Many of the people who read this article will do so because Greg Marra, 26, a Facebook engineer, calculated that it was the kind of thing they might enjoy.

Mr. Marra’s team designs the code that drives Facebook’s News Feed – the stream of updates, photographs, videos and stories that users see. He is also fast becoming one of the most influential people in the news business.

Facebook now has a fifth of the world – about 1.3 billion people – logging on at least monthly. It drives up to 20 percent of traffic to news sites, according to figures from the analytics company SimpleReach. On mobile devices, the fastest-growing source of readers, the percentage is even higher, SimpleReach says, and continues to increase.

The social media company is increasingly becoming to the news business what Amazon is to book publishing – a behemoth that provides access to hundreds of millions of consumers and wields enormous power.
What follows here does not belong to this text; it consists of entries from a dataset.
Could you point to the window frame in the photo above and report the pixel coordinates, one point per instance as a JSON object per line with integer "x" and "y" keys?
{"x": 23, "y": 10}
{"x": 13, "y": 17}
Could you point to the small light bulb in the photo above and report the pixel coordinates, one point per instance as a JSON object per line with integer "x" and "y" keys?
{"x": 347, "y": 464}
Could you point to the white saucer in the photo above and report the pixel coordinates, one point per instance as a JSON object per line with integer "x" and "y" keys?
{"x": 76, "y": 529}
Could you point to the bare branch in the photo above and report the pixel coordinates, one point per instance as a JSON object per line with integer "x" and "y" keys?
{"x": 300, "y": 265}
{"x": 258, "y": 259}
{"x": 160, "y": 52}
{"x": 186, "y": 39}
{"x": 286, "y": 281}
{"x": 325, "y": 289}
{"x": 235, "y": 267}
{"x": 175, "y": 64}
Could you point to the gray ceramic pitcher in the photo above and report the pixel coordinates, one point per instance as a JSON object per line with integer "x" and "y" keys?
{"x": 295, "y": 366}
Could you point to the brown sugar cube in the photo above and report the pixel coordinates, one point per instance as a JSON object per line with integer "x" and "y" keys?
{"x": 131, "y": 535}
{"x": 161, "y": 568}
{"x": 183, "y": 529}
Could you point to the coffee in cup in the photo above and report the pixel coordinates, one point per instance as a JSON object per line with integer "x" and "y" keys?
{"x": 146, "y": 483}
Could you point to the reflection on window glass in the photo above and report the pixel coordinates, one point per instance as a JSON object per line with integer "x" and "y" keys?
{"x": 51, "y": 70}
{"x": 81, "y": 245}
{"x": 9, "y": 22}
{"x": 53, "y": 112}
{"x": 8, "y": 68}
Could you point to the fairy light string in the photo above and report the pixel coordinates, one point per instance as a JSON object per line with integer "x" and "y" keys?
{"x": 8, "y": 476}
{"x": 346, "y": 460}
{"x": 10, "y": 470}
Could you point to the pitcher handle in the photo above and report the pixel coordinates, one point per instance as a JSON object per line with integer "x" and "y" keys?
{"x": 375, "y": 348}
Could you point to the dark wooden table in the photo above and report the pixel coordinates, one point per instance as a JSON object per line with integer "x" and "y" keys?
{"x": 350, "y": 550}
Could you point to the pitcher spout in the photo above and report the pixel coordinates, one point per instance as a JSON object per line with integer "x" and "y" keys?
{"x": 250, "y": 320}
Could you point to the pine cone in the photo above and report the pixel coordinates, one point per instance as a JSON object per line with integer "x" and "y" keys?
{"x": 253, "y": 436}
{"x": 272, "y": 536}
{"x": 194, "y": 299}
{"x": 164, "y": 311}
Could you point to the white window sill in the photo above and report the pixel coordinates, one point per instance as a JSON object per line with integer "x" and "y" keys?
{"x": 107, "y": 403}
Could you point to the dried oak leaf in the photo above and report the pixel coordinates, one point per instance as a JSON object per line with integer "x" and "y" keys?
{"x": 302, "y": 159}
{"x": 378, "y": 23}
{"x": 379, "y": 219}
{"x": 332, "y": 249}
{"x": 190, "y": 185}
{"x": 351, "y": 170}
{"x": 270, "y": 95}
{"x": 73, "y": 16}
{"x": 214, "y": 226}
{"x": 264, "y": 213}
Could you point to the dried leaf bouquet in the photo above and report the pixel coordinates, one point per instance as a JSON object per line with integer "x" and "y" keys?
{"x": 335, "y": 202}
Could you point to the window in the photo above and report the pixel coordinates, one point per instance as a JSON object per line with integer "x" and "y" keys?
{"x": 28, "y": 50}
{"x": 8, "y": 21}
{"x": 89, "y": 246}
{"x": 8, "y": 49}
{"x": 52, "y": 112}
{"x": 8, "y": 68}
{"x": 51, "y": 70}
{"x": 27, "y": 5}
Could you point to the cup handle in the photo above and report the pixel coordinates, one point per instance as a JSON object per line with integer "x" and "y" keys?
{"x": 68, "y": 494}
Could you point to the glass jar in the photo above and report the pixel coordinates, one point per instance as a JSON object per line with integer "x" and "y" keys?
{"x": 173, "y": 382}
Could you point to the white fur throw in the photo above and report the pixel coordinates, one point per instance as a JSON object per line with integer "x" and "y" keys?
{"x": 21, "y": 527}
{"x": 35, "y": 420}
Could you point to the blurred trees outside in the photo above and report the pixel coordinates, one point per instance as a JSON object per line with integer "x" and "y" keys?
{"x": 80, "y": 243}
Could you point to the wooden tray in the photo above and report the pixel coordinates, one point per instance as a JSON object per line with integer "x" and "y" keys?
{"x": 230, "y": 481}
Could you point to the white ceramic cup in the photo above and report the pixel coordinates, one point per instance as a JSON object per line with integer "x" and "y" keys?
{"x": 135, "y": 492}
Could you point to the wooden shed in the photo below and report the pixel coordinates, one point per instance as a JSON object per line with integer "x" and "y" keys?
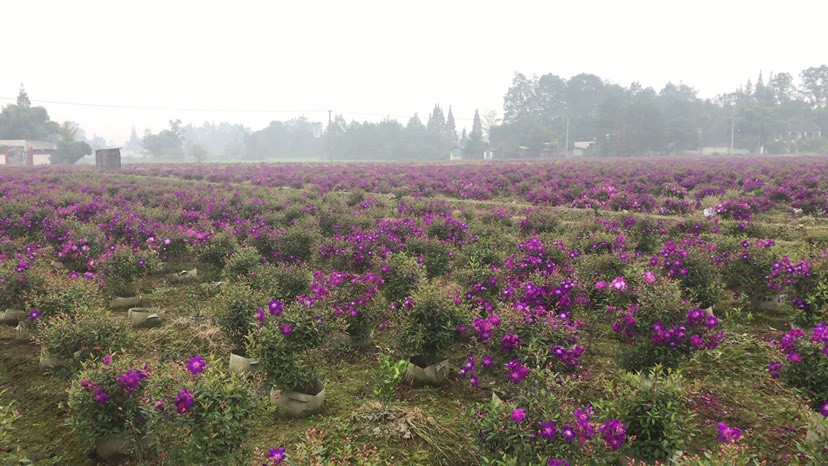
{"x": 108, "y": 159}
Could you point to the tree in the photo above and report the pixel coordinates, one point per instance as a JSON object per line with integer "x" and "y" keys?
{"x": 451, "y": 127}
{"x": 69, "y": 151}
{"x": 436, "y": 122}
{"x": 519, "y": 101}
{"x": 167, "y": 143}
{"x": 33, "y": 123}
{"x": 475, "y": 146}
{"x": 815, "y": 85}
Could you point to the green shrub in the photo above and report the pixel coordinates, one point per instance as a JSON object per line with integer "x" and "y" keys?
{"x": 437, "y": 256}
{"x": 122, "y": 270}
{"x": 92, "y": 332}
{"x": 61, "y": 295}
{"x": 429, "y": 327}
{"x": 10, "y": 452}
{"x": 99, "y": 404}
{"x": 218, "y": 250}
{"x": 655, "y": 410}
{"x": 234, "y": 312}
{"x": 517, "y": 431}
{"x": 402, "y": 275}
{"x": 703, "y": 280}
{"x": 280, "y": 281}
{"x": 241, "y": 263}
{"x": 287, "y": 344}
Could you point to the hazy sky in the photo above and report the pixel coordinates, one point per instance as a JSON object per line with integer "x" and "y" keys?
{"x": 110, "y": 65}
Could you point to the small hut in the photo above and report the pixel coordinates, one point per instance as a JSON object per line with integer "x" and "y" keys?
{"x": 108, "y": 159}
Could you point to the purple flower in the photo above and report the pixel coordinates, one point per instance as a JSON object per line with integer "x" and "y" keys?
{"x": 614, "y": 434}
{"x": 728, "y": 434}
{"x": 129, "y": 382}
{"x": 196, "y": 365}
{"x": 548, "y": 430}
{"x": 276, "y": 456}
{"x": 774, "y": 368}
{"x": 275, "y": 307}
{"x": 568, "y": 434}
{"x": 100, "y": 396}
{"x": 509, "y": 342}
{"x": 487, "y": 361}
{"x": 618, "y": 284}
{"x": 712, "y": 322}
{"x": 184, "y": 401}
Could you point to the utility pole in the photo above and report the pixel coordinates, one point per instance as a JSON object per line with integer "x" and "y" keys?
{"x": 330, "y": 136}
{"x": 731, "y": 136}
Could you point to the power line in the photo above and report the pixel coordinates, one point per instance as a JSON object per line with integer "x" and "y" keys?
{"x": 174, "y": 109}
{"x": 217, "y": 110}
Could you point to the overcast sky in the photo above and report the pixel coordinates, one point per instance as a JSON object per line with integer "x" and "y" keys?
{"x": 110, "y": 65}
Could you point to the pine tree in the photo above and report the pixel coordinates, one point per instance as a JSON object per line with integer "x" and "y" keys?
{"x": 436, "y": 122}
{"x": 451, "y": 127}
{"x": 474, "y": 148}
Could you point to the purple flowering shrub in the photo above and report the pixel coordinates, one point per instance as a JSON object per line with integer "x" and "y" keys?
{"x": 59, "y": 294}
{"x": 105, "y": 398}
{"x": 805, "y": 363}
{"x": 545, "y": 421}
{"x": 805, "y": 283}
{"x": 288, "y": 339}
{"x": 199, "y": 413}
{"x": 20, "y": 275}
{"x": 351, "y": 298}
{"x": 661, "y": 327}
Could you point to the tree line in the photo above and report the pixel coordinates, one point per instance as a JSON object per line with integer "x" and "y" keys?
{"x": 542, "y": 116}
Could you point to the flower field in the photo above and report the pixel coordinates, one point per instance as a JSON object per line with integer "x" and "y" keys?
{"x": 645, "y": 311}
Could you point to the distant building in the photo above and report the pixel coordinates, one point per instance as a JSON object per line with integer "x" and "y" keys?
{"x": 108, "y": 159}
{"x": 26, "y": 152}
{"x": 581, "y": 148}
{"x": 806, "y": 130}
{"x": 457, "y": 153}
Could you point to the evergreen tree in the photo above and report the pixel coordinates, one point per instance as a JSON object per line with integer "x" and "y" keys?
{"x": 436, "y": 122}
{"x": 451, "y": 127}
{"x": 475, "y": 146}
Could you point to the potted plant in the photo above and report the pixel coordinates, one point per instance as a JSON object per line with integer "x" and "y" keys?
{"x": 285, "y": 346}
{"x": 353, "y": 300}
{"x": 89, "y": 334}
{"x": 234, "y": 312}
{"x": 104, "y": 405}
{"x": 429, "y": 326}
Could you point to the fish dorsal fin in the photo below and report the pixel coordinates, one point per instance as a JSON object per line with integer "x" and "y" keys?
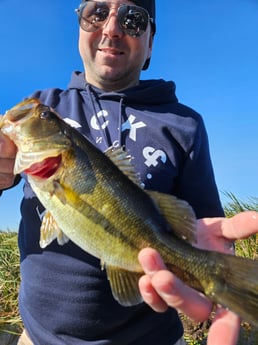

About 30 percent of adults in the United States get their news on Facebook, according to a study from the Pew Research Center. The fortunes of a news site, in short, can rise or fall depending on how it performs in Facebook’s News Feed.

Though other services, like Twitter and Google News, can also exert a large influence, Facebook is at the forefront of a fundamental change in how people consume journalism. Most readers now come to it not through the print editions of newspapers and magazines or their home pages online, but through social media and search engines driven by an algorithm, a mathematical formula that predicts what users might want to read.

It is a world of fragments, filtered by code and delivered on demand. For news organizations, said Cory Haik, senior editor for digital news at The Washington Post, the shift represents “the great unbundling” of journalism. Just as the music industry has moved largely from selling albums to songs bought instantly online, publishers are increasingly reaching readers through individual pieces rather than complete editions of newspapers or magazines. A publication’s home page, said Edward Kim, a co-founder of SimpleReach, will soon be important more as an advertisement of its brand than as a destination for readers.